Since we might have multibyte characters in parsed string, we're going to use mb_str_split
function to split it into an array.
private function parseChunk($chunk): \Generator
{
// Continue from where we left off.
$this->buffer .= $chunk;
// We want to iterate over chars but since,
// we can have multibyte strings we can't access them by position alone.
$split = mb_str_split($this->buffer);
foreach ($split as $position => $char) {
// TODO: Implement.
}
}
There are some other things we need to keep track of to be able to tell when we encounter a char of significance: level of object nesting, the position where item began, if we even found any items while reading this chunk and start position for buffer part we want to keep.
We'll reset nesting level every time we start reading to start fresh. Also, if we haven't yielded any items we need to reset nesting level or we're going to just be adding it because of items we have beginning for but not the end in the buffer. Finally, the parsed part of the buffer is discarded and we keep what has left for later.
private int $nestingLevel = 0;
public function get()
{
$this->buffer = '';
$this->nestingLevel = 0;
rewind($this->resource);
while (!feof($this->resource)) {
$chunk = fread($this->resource, JsonCollectionStreamReader::CHUNK_SIZE);
yield from $this->parseChunk($chunk);
}
}
private function parseChunk($chunk): \Generator
{
// Continue from where we left off.
$this->buffer .= $chunk;
$start = 0;
$keepFrom = 0;
$yielded = 0;
// We want to iterate over chars but since,
// we can have multibyte strings we can't access them by position alone.

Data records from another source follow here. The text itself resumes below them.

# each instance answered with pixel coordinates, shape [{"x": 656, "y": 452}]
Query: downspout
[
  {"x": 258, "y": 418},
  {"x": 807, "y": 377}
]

$split = mb_str_split($this->buffer);
foreach ($split as $position => $char) {
// Start of the collection.
if ($this->nestingLevel === 0 && $char === '[') {
continue;
}
// We reached the end of the collection.
if ($this->nestingLevel === 0 && $char === ']') {
break;
}
// Maybe start of an item, but we need to check if we're not nested.
if ($char === '{') {
// Definitely start of the item.
if ($this->nestingLevel === 0) {
$start = $position;
}
$this->nestingLevel++;
} elseif ($char === '}') {
// Maybe end of the item?
$this->nestingLevel--;
// Definitely end of the item.
if ($this->nestingLevel === 0) {
$keepFrom = $position + 1;
yield json_decode(
mb_substr($this->buffer, $start, $position - $start + 1)
);
$yielded++;
}
}
}
// If we don't reset nesting level when current buffer hasn't yielded any items,
// we'll never reach 0 and won't be able to read items from next chunks.
if ($yielded === 0) {
$this->nestingLevel = 0;
}
// Keep the unparsed part for later.
$this->buffer = mb_substr($this->buffer, $keepFrom);
}
One additional thing we can do is tell if we want items to be returned as arrays or as objects (default). We can do this by passing an additional parameter to the constructor.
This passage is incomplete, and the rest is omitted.